L’artiste Serge Smulevic, rescapé d’Auschwitz, évoque les couleurs du camp.
J’ai souvent constaté que des tableaux ou dessins concernant les camps et la déportation ont souvent été traduits par des couleurs grises et tristes. Les artistes, qu’ils aient été déportés ou non, établissaient toujours une relation de cause à effet entre la déportation et la grisaille. Je dois les détromper. Tous ceux qui allaient travailler hors des camps ont toujours eu l’occasion de traverser ou de longer des champs.

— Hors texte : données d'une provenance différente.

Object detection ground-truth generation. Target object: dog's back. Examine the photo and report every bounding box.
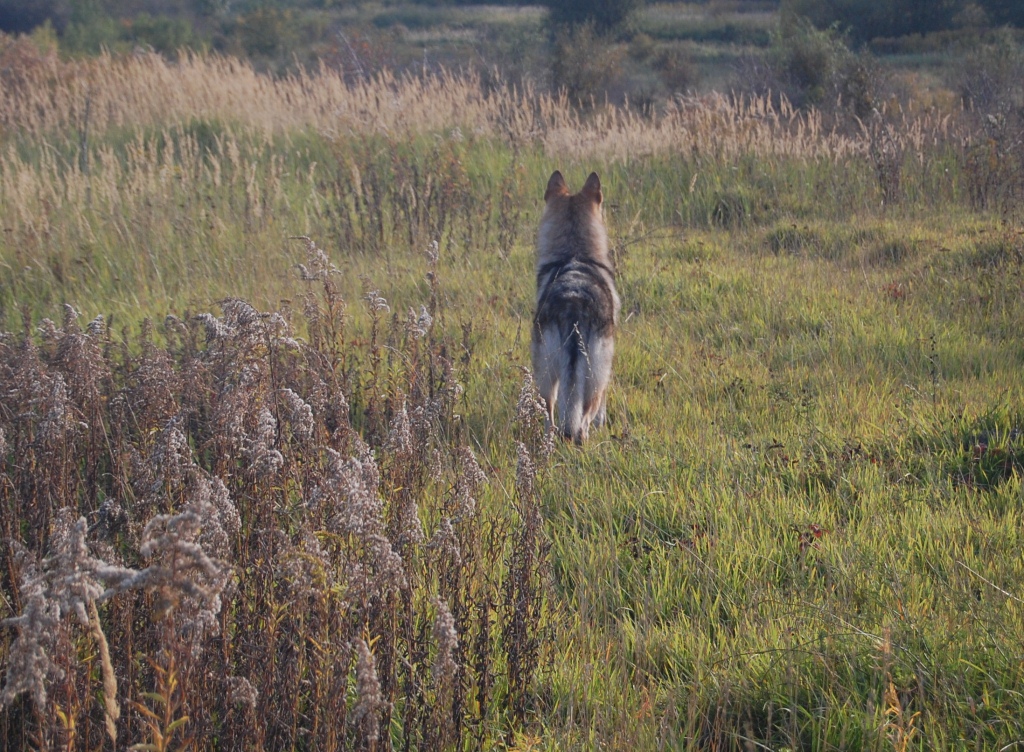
[531,171,620,444]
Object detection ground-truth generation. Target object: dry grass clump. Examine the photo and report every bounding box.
[0,48,966,163]
[0,238,551,750]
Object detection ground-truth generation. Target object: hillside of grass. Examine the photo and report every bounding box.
[1,42,1024,751]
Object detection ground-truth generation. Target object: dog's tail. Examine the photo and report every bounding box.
[557,319,593,445]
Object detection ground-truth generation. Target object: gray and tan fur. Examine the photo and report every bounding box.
[531,170,620,445]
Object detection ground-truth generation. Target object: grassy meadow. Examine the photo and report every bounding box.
[2,42,1024,751]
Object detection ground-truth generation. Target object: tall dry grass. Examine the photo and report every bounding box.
[1,48,994,328]
[0,49,966,162]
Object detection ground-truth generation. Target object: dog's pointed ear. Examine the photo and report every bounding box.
[545,171,569,201]
[581,172,602,204]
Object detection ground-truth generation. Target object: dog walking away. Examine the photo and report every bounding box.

Dès le printemps, les champs se garnissaient de plantes diverses, et en été nous pouvions admirer les coquelicots rouges qui nous rappelaient tant de souvenirs. Que ce soient ces coquelicots, des arbustes ou n’importe quelle autre végétation, nous avions de quoi faire vagabonder notre imagination et non seulement penser au passé mais surtout à l’avenir, et on ne peut se rendre compte à quel point ces fleurs ou arbres nous ont donné de l’espoir, et qu’eux aussi nous ont aidé à vivre.
Serge Smulevic,
Je pense souvent à cela et j’essaye de me rappeler les différentes sortes de plantes que nous avons cueillies le long des routes,au risque de recevoir une bonne raclée, car il était également interdit, « streng verboten » de se nourrir d’herbes ou de plantes parce que nous attrapions vite la diarrhée en les mangeant. Par contre si on avait la chance de trouver du crottin de cheval, on le ramassait et une fois rentrés au camp on le triait pour y trouver l’avoine que le cheval avait mangé. Et on se débrouillait pour le faire cuire chez quelqu’un qui avait la possibilité de le faire, et on obtenait ainsi de « magnifiques » flocons d’avoine. Quand je pense qu’aujourd’hui, il m’arrive de faire la grimace devant un plat de carottes… Tu me diras que ce sont de petits détails, mais cela faisait partie du quotidien. Bien sûr il y avait ceux pour qui toutes ces choses avaient perdu tout sens.
Et tous les autres qui y étaient sensibles n’osaient pas en parler de peur du ridicule, mais on décelait très bien dans leurs yeux la lueur d’espoir qu’un coquelicot tout rouge pouvait leur donner.